After having been in the talks for quite a while, Google finally unveiled its new, substantially expanded API interface a couple of weeks ago. It allows access to data from the Google Search Console (the late Google Webmaster Tools). Via this interface, it is now possible for the first time to access the data relating to one's own domain automatically. Particularly, it is now possible to obtain data from the interesting area of search analysis. Over the past few weeks, we integrated this data into the Toolbox and learned a couple of things about Google Data. In this blog post, we want to tell you what to share what we discovered about the data, its uses and its limits.
Scope of the Search Console data
For each dataset, made up of keyword, URL, country and Device (desktop, smartphone or tablet), Google measures the average ranking, the number of impressions (i.e., how often this combination appeared), clicks (how often the URL was clicked on), and the clickthrough rate (CTR) resulting from the combination of the last two. Compared to the old referrer data (notprovided), the impressions add a new, useful parameter. The problem however, is that Google limits the number of results shown on the API to a maximum of 5,000 lines. Especially for bigger websites that regularly exceed this number, this means that only part of the data will be visible. To give you an idea to find what this means, with our sistrix.de, we hover around this number, some days above it, some others below it. A way to work around this limitation, is to input parts of the website into the Search Console separately, as individual properties.

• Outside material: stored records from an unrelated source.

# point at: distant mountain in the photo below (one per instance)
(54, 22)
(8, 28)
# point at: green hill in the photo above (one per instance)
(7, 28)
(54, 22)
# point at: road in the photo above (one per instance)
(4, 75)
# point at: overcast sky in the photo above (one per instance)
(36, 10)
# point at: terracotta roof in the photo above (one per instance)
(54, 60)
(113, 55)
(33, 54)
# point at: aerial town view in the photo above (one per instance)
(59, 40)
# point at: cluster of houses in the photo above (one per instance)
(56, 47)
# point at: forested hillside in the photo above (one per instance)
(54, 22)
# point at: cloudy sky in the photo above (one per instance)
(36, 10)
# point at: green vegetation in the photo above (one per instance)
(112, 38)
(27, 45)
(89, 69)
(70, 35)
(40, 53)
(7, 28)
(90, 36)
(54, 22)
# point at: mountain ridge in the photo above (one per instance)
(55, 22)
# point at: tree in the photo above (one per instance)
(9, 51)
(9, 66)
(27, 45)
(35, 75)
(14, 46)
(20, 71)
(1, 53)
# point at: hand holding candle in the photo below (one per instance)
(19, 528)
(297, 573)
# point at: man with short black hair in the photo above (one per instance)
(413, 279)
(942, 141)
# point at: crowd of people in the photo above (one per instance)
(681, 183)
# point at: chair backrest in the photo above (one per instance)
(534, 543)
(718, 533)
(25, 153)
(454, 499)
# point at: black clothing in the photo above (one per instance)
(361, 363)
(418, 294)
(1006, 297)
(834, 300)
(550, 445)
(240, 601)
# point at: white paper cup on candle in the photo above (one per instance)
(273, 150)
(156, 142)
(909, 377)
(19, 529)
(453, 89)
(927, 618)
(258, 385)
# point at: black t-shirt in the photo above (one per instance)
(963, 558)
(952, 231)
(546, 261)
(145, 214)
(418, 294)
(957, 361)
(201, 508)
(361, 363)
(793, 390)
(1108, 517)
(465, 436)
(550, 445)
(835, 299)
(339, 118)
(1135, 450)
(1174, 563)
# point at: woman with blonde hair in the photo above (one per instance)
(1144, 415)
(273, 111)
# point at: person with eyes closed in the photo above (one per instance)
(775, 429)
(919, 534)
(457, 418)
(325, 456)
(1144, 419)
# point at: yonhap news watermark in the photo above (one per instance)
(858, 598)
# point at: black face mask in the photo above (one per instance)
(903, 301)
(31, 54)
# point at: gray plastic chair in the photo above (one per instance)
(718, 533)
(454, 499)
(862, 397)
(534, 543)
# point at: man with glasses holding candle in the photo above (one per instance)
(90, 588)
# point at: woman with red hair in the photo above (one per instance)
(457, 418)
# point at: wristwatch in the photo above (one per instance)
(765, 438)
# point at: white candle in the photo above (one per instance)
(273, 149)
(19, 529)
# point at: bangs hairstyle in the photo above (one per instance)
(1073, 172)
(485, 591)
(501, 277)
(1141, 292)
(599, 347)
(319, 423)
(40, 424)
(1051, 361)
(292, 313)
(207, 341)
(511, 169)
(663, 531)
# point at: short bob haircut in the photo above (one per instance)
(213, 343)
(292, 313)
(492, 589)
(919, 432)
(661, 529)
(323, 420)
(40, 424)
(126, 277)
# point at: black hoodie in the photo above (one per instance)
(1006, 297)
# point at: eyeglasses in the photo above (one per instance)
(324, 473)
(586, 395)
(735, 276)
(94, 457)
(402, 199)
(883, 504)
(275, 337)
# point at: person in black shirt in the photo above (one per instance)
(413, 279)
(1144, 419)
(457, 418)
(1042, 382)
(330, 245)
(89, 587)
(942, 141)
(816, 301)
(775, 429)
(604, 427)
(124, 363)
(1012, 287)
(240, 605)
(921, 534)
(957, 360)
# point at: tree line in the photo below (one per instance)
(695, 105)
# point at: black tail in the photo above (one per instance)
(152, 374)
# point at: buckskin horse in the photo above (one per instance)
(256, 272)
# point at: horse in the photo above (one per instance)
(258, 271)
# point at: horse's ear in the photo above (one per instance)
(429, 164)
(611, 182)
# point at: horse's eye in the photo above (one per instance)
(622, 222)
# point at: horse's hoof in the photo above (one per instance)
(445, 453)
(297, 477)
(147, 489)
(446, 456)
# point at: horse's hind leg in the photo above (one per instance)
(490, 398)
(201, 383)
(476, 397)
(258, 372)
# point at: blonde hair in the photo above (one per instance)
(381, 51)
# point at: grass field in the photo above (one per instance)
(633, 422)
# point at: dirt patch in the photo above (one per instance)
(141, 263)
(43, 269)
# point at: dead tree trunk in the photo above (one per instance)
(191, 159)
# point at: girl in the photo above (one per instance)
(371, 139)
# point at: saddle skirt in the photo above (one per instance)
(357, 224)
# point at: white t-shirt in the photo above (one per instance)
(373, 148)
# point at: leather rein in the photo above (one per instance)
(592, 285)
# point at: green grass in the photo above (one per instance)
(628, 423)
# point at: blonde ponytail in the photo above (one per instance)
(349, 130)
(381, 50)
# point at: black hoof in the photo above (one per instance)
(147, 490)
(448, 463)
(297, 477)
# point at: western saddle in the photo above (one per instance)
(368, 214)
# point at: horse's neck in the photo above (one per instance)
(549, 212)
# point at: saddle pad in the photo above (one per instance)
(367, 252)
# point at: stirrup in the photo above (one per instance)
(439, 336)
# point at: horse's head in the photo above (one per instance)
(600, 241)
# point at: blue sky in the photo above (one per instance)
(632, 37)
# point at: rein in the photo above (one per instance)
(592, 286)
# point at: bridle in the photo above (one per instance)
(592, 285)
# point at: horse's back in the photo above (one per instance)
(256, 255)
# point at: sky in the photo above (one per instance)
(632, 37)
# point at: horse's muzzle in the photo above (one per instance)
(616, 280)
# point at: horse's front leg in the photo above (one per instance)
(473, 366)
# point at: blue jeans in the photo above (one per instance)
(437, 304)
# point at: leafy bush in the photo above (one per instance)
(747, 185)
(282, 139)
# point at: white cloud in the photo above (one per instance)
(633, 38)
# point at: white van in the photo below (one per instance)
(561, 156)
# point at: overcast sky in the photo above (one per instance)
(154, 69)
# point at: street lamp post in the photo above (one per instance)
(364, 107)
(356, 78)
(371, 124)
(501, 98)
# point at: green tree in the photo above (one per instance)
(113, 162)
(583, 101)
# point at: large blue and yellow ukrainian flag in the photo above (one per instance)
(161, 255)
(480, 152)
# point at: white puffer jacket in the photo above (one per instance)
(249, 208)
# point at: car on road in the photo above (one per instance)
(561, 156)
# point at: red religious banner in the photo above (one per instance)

User behavior influences the results
As a matter of principle, the Search Console only delivers data when a given minimum number (unfortunately, Google does not specify the exact quantity) of impressions has occurred. The consequences of this are best shown through an example. Here you can see the SERP distribution of seo.at based on Toolbox data:
For the entire keyword set, we alway determine the first 100 ranking positions and calculate on which Google results page a domain can be found. As can be seen, only 2.5% of this domain’s rankings are to be found on the first Google page. Unfortunately, this is quite a common problem among WordPress blogs with quickly changing themes. If we were SEO instead of a software company, it would be apparent that something has gone wrong and the first step in analyzing the problem would have already been taken. Now we take a look at the same evaluation based on Search Console data:
Here we get a completely different picture: based on this evaluation, most of the domain’s keywords already rank on the first page. So that means that everything is OK and that we needn’t worry, right? Wrong. The problem lies in the way the Search Console collects the data. In the data, Google only shows results that received an undetermined number of impressions from users; i.e., the results depend on how the site’s visitors behave in the Google results page. This becomes even more obvious when one takes a look at the smartphone data instead:
Since – because of the small screen – mobile phone users are even less prone to click on other results pages, the deviation is even easier to spot. Based on this data, one would assume that more than 50% of all mobile rankings for a given domain occur in the first results page. Unfortunately, this inherent problem of the Search Console does not just show itself when looking at different devices. Also between navigational and informational Search Queries, are large differences dictated by user behavior to be spotted. And don’t even get me started on countries, time, and other variables…
With its new API interface, Google gives us once again access to the data we lost with the demise of referrer information. The additional information regarding impressions is very helpful and useful. Unfortunately, larger websites will experience some issues when exporting their data. Moreover, the data is not a viable base for many analytical SEO evaluations and can lead to fundamentally flawed conclusions.